To be honest, I thought David Cameron would get a second term ( I don’t think anyone was prepared by the majority he got in by). I thought Ukip and the Green party would gain more seats than they did (although it was the voting system that screwed them over, and that’s another topic for another post) and the SNP did far better than I thought.  
David Cameron certainly is not perfect. I dislike the way he placed the cuts heavily on the poor and middle-income earners. The proliferation of zero hour contracts, meaning so many people stuck in jobs where they may only get two hours a week but have to be free for 37 and the frustrating tax loop poles so many companies exploit to avoid paying tax. However he has been a leader before, got the experience and I think the presence that Ed Milliband cannot replicate. 
What does the mean for me in the next five years?
Considering the last five years the country has gone through the worst recession since World War 2, I have done fairly well. I went to university, have a full time paid job and have just bought my first house. On top of this- I avoided the nine grand fees and got EMA. 
As awful as it sounds I don’t think Cameron’s proposals at this point will affect me that much and even if they do I am fairly confident that I can weather the storm. 

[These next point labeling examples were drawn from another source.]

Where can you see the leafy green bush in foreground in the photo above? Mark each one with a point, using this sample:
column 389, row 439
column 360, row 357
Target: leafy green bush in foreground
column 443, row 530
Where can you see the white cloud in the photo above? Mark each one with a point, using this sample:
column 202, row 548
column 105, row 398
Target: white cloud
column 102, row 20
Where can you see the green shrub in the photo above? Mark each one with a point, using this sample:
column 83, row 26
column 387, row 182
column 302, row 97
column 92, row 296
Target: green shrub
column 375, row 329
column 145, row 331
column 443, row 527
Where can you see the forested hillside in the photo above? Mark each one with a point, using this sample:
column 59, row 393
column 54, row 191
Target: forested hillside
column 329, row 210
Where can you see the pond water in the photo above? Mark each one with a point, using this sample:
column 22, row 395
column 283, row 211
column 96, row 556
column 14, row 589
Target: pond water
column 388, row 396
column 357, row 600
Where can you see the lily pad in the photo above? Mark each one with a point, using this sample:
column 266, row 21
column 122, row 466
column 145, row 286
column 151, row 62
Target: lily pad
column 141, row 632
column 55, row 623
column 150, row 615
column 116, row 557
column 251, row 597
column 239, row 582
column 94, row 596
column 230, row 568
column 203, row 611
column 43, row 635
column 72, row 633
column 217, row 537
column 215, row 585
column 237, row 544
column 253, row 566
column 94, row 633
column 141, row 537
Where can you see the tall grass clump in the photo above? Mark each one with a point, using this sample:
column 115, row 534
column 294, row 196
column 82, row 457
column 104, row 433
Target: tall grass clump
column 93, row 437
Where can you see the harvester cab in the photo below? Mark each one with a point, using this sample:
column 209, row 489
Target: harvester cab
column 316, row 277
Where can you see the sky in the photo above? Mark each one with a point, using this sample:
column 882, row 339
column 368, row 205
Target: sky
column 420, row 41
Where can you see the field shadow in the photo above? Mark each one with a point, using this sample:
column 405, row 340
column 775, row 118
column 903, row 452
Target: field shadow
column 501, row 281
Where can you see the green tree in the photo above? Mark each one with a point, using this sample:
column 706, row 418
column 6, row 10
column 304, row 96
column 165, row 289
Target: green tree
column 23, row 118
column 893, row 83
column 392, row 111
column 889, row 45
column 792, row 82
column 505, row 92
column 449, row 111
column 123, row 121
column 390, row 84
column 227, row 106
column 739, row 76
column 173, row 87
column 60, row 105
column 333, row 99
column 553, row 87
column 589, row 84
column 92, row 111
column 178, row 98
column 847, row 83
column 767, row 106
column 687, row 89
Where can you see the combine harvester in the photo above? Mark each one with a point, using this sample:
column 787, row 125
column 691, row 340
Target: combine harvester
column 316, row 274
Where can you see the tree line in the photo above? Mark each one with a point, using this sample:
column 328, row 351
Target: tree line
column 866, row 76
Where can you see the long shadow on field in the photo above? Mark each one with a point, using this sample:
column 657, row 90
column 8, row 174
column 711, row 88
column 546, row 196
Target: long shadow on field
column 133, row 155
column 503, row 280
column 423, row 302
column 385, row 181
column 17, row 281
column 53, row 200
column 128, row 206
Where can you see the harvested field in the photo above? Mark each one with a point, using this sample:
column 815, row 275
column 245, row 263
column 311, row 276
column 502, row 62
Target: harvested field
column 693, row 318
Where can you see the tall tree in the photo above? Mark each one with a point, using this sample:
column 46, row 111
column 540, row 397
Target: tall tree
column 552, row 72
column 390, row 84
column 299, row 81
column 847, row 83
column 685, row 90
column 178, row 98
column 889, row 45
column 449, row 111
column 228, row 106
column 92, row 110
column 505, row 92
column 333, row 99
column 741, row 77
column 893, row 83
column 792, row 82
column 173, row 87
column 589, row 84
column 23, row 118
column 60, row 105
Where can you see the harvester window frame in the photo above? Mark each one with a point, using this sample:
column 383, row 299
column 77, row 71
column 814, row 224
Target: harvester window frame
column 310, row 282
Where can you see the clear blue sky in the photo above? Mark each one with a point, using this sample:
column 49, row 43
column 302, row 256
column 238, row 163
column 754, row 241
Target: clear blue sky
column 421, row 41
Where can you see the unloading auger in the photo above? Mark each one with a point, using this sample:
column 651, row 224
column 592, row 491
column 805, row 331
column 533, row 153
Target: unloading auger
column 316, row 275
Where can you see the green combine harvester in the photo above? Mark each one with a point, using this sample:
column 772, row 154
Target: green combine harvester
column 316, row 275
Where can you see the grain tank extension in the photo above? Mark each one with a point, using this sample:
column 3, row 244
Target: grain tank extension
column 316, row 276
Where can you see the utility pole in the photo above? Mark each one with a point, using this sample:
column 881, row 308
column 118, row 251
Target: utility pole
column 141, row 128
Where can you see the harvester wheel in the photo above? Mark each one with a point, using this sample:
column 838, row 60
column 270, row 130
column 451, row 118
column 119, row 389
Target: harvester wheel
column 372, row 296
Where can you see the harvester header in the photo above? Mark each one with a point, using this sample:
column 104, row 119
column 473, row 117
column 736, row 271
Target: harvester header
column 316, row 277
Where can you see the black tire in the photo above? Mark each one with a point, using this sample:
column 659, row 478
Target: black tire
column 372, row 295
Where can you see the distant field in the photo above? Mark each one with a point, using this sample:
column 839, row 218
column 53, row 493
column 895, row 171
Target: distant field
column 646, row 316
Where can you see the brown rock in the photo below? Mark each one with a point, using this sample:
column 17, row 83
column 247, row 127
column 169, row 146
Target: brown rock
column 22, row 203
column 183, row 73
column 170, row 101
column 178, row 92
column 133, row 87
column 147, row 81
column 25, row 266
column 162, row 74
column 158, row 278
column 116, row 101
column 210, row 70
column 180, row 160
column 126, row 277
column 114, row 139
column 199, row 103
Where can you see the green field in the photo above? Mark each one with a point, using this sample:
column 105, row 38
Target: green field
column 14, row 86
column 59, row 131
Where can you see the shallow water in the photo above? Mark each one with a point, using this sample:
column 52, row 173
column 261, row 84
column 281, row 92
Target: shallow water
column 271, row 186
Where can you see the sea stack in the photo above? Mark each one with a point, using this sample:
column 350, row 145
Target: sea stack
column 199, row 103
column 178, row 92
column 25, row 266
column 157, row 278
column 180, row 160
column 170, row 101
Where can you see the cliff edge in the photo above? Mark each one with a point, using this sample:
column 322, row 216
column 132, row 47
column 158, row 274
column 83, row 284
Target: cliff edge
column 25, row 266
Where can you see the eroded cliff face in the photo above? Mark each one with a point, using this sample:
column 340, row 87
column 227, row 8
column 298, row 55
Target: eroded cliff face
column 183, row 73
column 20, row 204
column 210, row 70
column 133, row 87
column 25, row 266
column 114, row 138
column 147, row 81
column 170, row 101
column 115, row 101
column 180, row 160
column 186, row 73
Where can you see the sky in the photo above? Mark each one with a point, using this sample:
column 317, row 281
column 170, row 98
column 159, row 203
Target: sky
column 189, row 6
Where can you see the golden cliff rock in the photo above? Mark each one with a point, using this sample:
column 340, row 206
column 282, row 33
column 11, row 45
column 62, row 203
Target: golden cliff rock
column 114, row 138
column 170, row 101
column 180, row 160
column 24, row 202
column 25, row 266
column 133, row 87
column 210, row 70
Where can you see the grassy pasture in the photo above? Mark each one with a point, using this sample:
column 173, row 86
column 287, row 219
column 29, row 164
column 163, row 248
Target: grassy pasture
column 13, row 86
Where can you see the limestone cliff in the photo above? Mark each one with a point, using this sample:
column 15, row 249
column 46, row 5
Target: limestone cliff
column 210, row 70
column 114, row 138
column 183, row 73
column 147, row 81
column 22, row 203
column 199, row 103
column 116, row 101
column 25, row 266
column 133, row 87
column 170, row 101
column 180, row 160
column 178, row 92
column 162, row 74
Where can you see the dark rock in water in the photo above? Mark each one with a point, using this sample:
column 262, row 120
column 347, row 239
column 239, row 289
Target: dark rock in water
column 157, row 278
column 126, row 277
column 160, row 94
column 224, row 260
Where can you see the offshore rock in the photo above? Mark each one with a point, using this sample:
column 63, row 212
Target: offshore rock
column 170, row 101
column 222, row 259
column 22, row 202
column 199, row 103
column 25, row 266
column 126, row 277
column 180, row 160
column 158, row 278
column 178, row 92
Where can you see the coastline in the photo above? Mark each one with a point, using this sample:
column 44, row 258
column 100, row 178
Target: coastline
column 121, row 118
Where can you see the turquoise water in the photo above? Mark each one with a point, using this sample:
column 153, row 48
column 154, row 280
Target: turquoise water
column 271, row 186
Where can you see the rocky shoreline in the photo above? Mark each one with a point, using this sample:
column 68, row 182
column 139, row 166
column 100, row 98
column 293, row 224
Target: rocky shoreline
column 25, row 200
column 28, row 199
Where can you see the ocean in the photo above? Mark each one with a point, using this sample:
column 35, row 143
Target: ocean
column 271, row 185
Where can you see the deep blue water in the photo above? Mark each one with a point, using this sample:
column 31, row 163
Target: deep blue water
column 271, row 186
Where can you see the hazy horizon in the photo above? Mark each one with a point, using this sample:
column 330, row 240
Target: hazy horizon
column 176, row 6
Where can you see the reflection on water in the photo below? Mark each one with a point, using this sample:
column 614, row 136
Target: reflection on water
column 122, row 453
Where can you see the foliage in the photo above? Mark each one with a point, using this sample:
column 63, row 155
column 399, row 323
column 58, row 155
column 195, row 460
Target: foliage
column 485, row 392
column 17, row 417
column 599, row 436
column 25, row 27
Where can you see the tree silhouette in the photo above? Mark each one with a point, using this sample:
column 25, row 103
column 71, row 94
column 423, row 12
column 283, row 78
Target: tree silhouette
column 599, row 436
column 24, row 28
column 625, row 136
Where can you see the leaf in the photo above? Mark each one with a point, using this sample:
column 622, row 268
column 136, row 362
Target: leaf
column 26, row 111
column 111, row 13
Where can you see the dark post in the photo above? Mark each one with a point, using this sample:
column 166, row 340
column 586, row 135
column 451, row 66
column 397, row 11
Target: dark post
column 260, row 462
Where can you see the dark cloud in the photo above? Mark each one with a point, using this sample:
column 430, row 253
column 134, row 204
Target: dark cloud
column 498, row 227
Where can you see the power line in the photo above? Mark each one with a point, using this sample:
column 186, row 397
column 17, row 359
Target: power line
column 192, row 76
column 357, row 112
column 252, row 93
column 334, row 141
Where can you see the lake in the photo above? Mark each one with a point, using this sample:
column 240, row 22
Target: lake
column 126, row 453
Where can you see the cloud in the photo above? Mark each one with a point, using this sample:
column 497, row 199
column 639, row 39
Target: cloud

I am not cold hearted and do worry about social issues- increasing need in food banks, increase in the lack of decent jobs, rapid decline in unaffordable housing, the possible increase of university fee’s to £12 grand and the possible privatisation of the NHS. 
I don’t think Labour would have been right for this country because in the simplest terms their plan was to spend their way out of a recession and I had a gut feeling we would only end up back at square one. Whatever happens now as Cameron starts putting policies in place, I am sure the public will make their voice heard. 
What are your opinions of the election? Are you happy with the outcome?